Il s'appuie sur un reportage réalisé au début de l'année 2015, par Grant Imahara à la demande de McDonald's. Cet ancien animateur de l'émission Mythbusters s'est rendu dans une usine de l'Idaho pour comprendre le processus de fabrication des frites de cette chaîne de fast-food. Son enquête, qui n'est depuis plus disponible sur la page YouTube de McDonald's, avait à l'époque fait l'objet d'un article dans le Daily Mail, et est cité comme source par Santé Nutrition.

On retrouve également des vidéos de ce reportage dans l'article d'Aphadolie, un média qui se définit lui-même "comme un électron libre de l’information".

Grant Imahara y dévoile les différents composants des frites de la célèbre enseigne américaine. Figure une liste de 14 ingrédients (19 ingrédients sont en réalité inscrits sur son tableau mais cinq y sont inscrits deux fois, car utilisés à deux reprises). Exceptée la pomme de terre, il s'agit principalement des ingrédients d'huiles de friture. On y apprend que les frites sont précuites en usine puis congelés, une deuxième phase de cuisson est opérée dans les différents restaurants, au moment de les servir.

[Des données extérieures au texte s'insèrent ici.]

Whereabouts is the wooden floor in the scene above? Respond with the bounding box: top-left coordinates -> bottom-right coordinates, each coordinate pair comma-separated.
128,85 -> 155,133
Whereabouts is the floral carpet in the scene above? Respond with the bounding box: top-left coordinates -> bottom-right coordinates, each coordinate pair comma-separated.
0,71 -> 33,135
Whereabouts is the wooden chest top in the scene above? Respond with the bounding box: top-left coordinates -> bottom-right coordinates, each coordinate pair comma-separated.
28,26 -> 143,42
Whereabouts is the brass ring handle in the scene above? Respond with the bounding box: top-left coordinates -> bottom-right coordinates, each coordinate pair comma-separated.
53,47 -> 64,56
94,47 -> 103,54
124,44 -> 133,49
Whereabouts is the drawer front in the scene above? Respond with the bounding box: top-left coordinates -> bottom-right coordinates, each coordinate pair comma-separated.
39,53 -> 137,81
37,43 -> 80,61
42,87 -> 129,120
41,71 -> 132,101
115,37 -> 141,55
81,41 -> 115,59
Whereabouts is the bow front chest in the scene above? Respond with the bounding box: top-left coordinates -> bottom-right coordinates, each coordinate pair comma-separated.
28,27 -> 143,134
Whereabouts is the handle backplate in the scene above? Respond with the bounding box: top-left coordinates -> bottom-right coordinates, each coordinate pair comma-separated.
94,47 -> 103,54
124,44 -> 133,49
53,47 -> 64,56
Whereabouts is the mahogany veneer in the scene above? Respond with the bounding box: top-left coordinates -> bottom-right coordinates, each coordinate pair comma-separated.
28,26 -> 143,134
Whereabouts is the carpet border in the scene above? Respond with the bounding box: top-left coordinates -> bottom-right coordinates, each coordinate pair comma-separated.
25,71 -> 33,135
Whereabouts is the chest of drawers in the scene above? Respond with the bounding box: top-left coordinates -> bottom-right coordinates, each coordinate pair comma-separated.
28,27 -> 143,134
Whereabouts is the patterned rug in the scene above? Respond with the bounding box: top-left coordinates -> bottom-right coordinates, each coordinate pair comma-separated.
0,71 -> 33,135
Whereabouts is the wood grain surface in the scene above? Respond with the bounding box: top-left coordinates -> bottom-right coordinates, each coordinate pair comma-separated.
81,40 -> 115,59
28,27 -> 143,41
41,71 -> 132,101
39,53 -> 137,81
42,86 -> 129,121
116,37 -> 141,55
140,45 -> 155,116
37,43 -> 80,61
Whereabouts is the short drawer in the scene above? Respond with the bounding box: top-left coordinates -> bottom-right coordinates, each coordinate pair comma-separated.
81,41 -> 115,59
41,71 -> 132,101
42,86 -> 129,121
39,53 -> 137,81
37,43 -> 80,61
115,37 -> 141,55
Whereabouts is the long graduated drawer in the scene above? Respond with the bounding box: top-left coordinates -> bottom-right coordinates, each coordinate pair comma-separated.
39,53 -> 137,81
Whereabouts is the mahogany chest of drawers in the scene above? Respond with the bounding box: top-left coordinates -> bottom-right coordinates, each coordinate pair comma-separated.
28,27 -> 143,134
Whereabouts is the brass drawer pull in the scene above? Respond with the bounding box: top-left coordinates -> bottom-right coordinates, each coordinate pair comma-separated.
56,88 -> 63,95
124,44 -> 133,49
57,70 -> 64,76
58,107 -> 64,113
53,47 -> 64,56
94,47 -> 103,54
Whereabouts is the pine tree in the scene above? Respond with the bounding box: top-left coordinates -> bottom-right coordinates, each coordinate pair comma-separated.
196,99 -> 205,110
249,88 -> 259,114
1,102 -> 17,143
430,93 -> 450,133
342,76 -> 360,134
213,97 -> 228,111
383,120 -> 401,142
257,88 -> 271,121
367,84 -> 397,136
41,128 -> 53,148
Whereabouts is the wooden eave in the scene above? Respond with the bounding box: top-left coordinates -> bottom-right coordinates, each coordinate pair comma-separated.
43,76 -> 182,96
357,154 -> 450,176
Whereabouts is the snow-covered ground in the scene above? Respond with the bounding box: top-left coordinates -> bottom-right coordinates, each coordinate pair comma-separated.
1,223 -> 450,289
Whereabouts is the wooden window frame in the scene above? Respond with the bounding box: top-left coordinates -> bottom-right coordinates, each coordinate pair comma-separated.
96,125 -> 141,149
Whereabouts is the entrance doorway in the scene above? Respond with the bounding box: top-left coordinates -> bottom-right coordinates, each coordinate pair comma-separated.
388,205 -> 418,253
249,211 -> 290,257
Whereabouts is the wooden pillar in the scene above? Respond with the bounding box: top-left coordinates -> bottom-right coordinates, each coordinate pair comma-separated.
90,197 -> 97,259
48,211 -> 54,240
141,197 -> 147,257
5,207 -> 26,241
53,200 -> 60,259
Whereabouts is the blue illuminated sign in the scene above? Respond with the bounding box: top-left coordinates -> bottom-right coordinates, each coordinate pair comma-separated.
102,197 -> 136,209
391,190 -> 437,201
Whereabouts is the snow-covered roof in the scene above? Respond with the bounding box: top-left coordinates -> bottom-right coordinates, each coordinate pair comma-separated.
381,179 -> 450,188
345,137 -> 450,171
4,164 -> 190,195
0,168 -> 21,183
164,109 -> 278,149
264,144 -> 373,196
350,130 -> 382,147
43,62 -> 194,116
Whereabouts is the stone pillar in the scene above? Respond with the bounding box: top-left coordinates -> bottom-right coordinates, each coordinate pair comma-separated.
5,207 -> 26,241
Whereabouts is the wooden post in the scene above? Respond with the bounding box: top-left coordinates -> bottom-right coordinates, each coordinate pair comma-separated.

Aux huiles de colza et de soja, s'ajoutent plusieurs additifs, dont du diméthylpolysiloxane – "un type de silicone habituellement trouvé dans les pâtes à modeler", avance Santé Nutrition, "ainsi qu’un produit chimique à base de pétrole du nom de butylhydroquinone tertiaire (BHQT)" et "le pyrophosphate de sodium, un  additif (que l’on retrouve dans des détergents domestiques)  qui pourrait entraîner des contrariétés de digestion à haute dose". Décrit ainsi, on peut en effet s'inquiéter.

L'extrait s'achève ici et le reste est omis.